Here is a correct way (using Bouncy LWAPI) plus 4 alternatives using JCA (with either the Bouncy provider, or the standard Oracle/OpenJDK provider in Java 15 up). I don't have/use typescript but your 'typescript' is really just nodejs. I output all the data from it in base64: classic base64 for data signature, and spki-format key, base64url for raw key because that's what JWK natively uses and Java can handle it just as easily.

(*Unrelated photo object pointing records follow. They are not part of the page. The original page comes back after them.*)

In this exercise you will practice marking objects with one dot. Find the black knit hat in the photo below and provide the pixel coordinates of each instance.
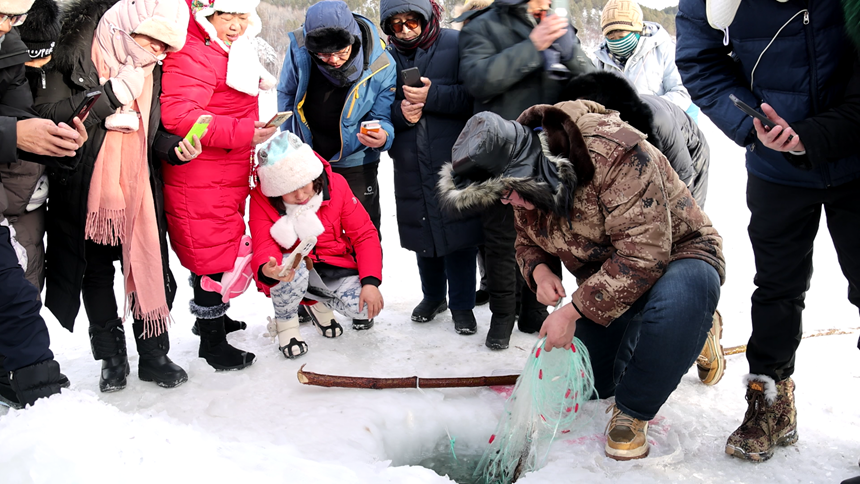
(41, 29)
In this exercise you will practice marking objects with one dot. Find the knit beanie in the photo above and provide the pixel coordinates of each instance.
(15, 7)
(286, 164)
(42, 28)
(621, 15)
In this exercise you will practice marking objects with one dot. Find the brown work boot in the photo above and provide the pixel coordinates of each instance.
(625, 436)
(771, 419)
(712, 361)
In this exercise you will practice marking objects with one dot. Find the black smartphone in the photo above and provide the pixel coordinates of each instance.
(84, 107)
(752, 112)
(411, 77)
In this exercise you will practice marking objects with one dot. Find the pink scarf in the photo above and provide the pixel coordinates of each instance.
(120, 207)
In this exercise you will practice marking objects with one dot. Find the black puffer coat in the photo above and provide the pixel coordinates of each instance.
(501, 67)
(420, 150)
(71, 76)
(667, 126)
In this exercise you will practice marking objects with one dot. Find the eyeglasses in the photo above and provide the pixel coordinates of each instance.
(341, 54)
(411, 24)
(14, 20)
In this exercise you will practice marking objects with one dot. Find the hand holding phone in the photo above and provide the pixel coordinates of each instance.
(767, 123)
(411, 77)
(278, 119)
(84, 107)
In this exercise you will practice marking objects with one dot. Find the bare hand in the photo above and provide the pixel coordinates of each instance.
(547, 31)
(261, 133)
(373, 139)
(777, 138)
(411, 112)
(559, 328)
(273, 270)
(43, 137)
(188, 151)
(82, 131)
(371, 296)
(417, 95)
(549, 288)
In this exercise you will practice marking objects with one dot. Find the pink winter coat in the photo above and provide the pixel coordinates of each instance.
(349, 239)
(205, 199)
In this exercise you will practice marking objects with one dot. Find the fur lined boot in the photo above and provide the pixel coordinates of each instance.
(213, 340)
(290, 341)
(108, 343)
(770, 420)
(154, 364)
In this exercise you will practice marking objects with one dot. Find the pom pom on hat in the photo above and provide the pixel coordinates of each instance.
(621, 15)
(286, 164)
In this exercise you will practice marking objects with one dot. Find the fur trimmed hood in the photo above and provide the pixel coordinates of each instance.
(613, 92)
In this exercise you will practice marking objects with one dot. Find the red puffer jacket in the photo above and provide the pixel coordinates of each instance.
(205, 198)
(348, 231)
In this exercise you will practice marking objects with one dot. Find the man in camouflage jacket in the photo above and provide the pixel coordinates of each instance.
(590, 193)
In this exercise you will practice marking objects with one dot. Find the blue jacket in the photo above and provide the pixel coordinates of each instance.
(804, 72)
(369, 99)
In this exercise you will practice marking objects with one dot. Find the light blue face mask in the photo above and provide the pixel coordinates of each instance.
(624, 46)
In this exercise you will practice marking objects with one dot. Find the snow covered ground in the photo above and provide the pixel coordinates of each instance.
(260, 425)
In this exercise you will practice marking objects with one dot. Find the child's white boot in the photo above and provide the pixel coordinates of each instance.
(290, 341)
(324, 321)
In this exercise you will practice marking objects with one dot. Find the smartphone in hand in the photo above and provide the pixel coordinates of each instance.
(767, 123)
(84, 107)
(278, 119)
(412, 77)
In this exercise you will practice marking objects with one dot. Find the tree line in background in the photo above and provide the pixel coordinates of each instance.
(280, 17)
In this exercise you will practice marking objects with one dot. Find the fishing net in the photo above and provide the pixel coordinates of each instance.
(544, 405)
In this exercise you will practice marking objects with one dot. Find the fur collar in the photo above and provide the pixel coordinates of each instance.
(74, 47)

You could use hex or any other bit-preserving encoding as long as you are consistent.

# nodejs input
const crypto = require('crypto');
const { privateKey, publicKey } = crypto.generateKeyPairSync('ed25519');
const data = Buffer.from(JSON.stringify({example:'test data'}));
console.log( data.toString('base64') );
console.log( crypto.sign(null,data,privateKey).toString('base64') );
console.log( publicKey.export({format:'der',type:'spki'}).toString('base64') );
console.log( publicKey.export({format:'jwk'}).x ); // base64urlsafe
# output stored in file and input to java below
eyJleGFtcGxlIjoidGVzdCBkYXRhIn0=
g2L2cSrMskh+p62HJN48AGefLzaKf8TyN/6IzaaYyWUeGoBm3OvibHFjtAtXlD0pm/ldaQJq/LOhUtJcbhWYCQ==
MCowBQYDK2VwAyEA+XYOwM61UpixNFD89bo4OViD6HCm0G6DQnmSYbky5Hs=
-XYOwM61UpixNFD89bo4OViD6HCm0G6DQnmSYbky5Hs
// nopackage
import java.io.*;
import java.math.BigInteger;
import java.security.spec.*;
import java.security.*;
import java.util.Base64;
import org.bouncycastle.crypto.Signer;
import org.bouncycastle.crypto.params.Ed25519PublicKeyParameters;
import org.bouncycastle.crypto.signers.Ed25519Signer;
import org.bouncycastle.jcajce.spec.RawEncodedKeySpec;

public class SO76753558 {
    public static void main (String[] args) throws Exception {
        Security.addProvider(new org.bouncycastle.jce.provider.BouncyCastleProvider());

        BufferedReader br = new BufferedReader (new InputStreamReader (System.in));
        byte[] data = Base64.getDecoder().decode(br.readLine()),
            sig = Base64.getDecoder().decode(br.readLine()),
            spki = Base64.getDecoder().decode(br.readLine()),
            bare = Base64.getUrlDecoder().decode(br.readLine());

        // Bouncy LWAPI
        {
            Signer v = new Ed25519Signer();
            v.init(false, new Ed25519PublicKeyParameters(bare));
            v.update(data, 0, data.length);
            System.out.println ("LWAPI:" + v.verifySignature(sig));
        }

        // standard algorithm-specific; requires Java 15 up and not very convenient
        {
            byte[] rev = new byte[bare.length];
            for( int i = 0; i<bare.length; i++ ){ rev[i] = bare[bare.length-1-i]; }
            boolean hibit = (rev[0]&0x80)>0; rev[0] &= ~0x80;
            EdECPublicKeySpec spec = new EdECPublicKeySpec(NamedParameterSpec.ED25519,
                new EdECPoint (hibit, new BigInteger(1,rev)) );
            KeyFactory f = KeyFactory.getInstance("Ed25519","SunEC");
            Signature v = Signature.getInstance("Ed25519","SunEC");
            v.initVerify(f.generatePublic(spec));
            v.update(data);
            System.out.println ("SunEC bare:"+ v.verify(sig));
        }
        // Bouncy algorithm-specific
        {
            KeyFactory f = KeyFactory.getInstance("Ed25519","BC");
            Signature v = Signature.getInstance("Ed25519","BC");
            v.initVerify(f.generatePublic(new RawEncodedKeySpec(bare)));
            v.update(data);
            System.out.println ("BC bare:"+ v.verify(sig));
        }
        // JCA generic; requires Java 15 up for SunEC
        for( String provider : new String[]{ "SunEC", "BC" } ){
            KeyFactory f = KeyFactory.getInstance("Ed25519",provider);
            Signature v = Signature.getInstance("Ed25519",provider);
            v.initVerify(f.generatePublic(new X509EncodedKeySpec(spki)));
            v.update(data);
            System.out.println (provider+" spki:"+ v.verify(sig));
        }
    }
}

Note that using new Ed25519PublicKeyParameters(spki) throws an exception telling you it is the wrong length, which if you know what you are doing is enough to identify the problem. Using the (spki,0) ctor instead suppresses the exception but the result is still completely and totally wrong; this is like putting masking tape over the light on your dashboard that indicates your brakes have failed -- it doesn't make anything better, it just prevents you from recognizing you are in danger.